J’ajouterais que comme à La Rochelle, la tendance est de vivre en vase clos et en quartier, soigner son espace public, l’entretenir pour que les gens s’entretiennent, semble donc tout indiqué.
D’autant plus en période de pandémie ou de post-pandémie où confinements, interdictions, peur de l’autre se sont enchaînés, empirant un recroquevillement sur soi déjà bien ancré dans nos sociétés individualistes.
Je ne vois pas l’avenir sans la solidarité et l’échange collectif : ils sont nos seules armes contre l’effondrement qui vient.
> Si tu traversais La Rochelle… ?
Mais oui ! En partant de l’Escale des Marins, j’irai de la Pallice à la Pointe de Roux pour un déjeuner au restaurant la Gaîté, chez feu Paul Le Meur dit le Corsaire et sa femme Yvonne, dit mon Canard. Je passerai par les toits de Mireuil à la vue imprenable, par le marchand de glaces ambulant de Port-neuf ou par le PMU du Stade rochelais. Je traverserai le musée à ciel ouvert qu’est le centre ville, les arrières de la gare et le marais de Tasdon, dont on m’a dit qu’il était habité par les fantômes des morts à la guerre, durant les sièges de la Rochelle.
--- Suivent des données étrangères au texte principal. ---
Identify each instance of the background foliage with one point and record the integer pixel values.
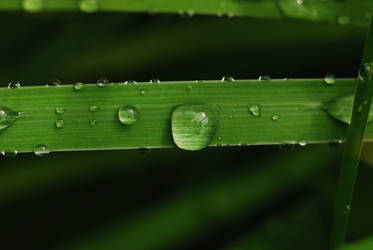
(218, 198)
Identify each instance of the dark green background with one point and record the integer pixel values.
(217, 198)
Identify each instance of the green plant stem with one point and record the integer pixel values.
(297, 102)
(343, 12)
(351, 157)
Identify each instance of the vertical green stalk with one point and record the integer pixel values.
(354, 141)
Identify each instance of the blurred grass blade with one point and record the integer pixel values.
(221, 199)
(366, 244)
(354, 142)
(343, 12)
(63, 118)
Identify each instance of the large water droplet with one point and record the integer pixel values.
(128, 114)
(41, 150)
(227, 79)
(154, 81)
(329, 79)
(255, 110)
(53, 83)
(194, 125)
(60, 110)
(102, 82)
(341, 108)
(275, 117)
(7, 117)
(88, 6)
(60, 123)
(94, 108)
(365, 72)
(264, 78)
(9, 153)
(33, 5)
(78, 86)
(14, 85)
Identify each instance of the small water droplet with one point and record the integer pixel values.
(9, 153)
(264, 78)
(33, 5)
(275, 117)
(60, 110)
(188, 88)
(53, 83)
(92, 122)
(347, 209)
(255, 110)
(7, 117)
(302, 143)
(14, 85)
(94, 108)
(365, 72)
(59, 123)
(130, 82)
(329, 79)
(102, 82)
(88, 6)
(227, 79)
(78, 86)
(154, 81)
(128, 114)
(41, 150)
(194, 125)
(343, 20)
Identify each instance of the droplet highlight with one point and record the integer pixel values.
(7, 117)
(128, 114)
(88, 6)
(255, 110)
(14, 85)
(329, 79)
(41, 150)
(194, 125)
(78, 86)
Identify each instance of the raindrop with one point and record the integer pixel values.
(264, 78)
(227, 79)
(343, 20)
(128, 114)
(33, 5)
(302, 143)
(60, 110)
(275, 117)
(365, 72)
(329, 79)
(9, 153)
(88, 6)
(53, 83)
(255, 110)
(7, 117)
(14, 85)
(340, 108)
(78, 86)
(41, 150)
(92, 122)
(102, 82)
(188, 88)
(94, 108)
(154, 81)
(59, 123)
(130, 82)
(194, 125)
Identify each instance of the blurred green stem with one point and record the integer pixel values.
(355, 136)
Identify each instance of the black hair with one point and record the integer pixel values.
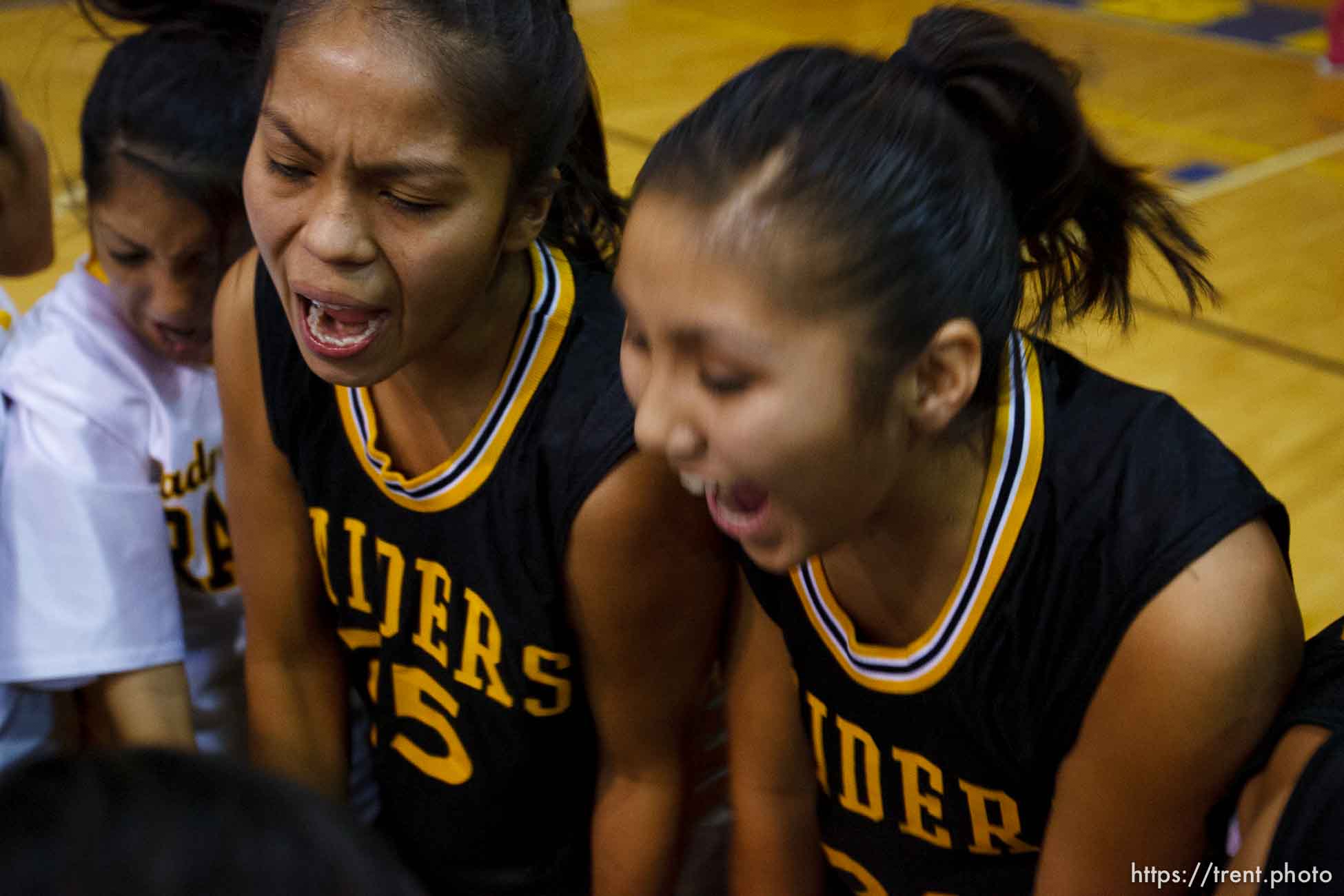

Tout ça en réfléchissant au littoral comme dernière frontière et au marais comme espace-tampon, zone de tempérance et de résilience.
> Qu’est-ce que tu prévois pour notre prochaine rencontre ?
De prendre les transports en commun pour venir de chez moi à Fontenay-le-Comte jusqu’à La Rochelle à 50 km. Ça va être un peu comme un voyage là aussi. Ou une expérience de gilet jaune.
Nous devrions être reliés – le Marais poitevin nous relie – Fontenay et La Rochelle en sont deux portes et pourtant, nous sommes loin.
C’est une réalité socio-économico-politique mais une aberration géographique. Là se trouve la logique territoriale qu’il faut détricoter pour tout remailler.
Je prévois aussi de prendre quelques bouquins de chevet et un panier garni pour les partager avec mes nouveaux copains et lancer notre association sous les meilleures augures.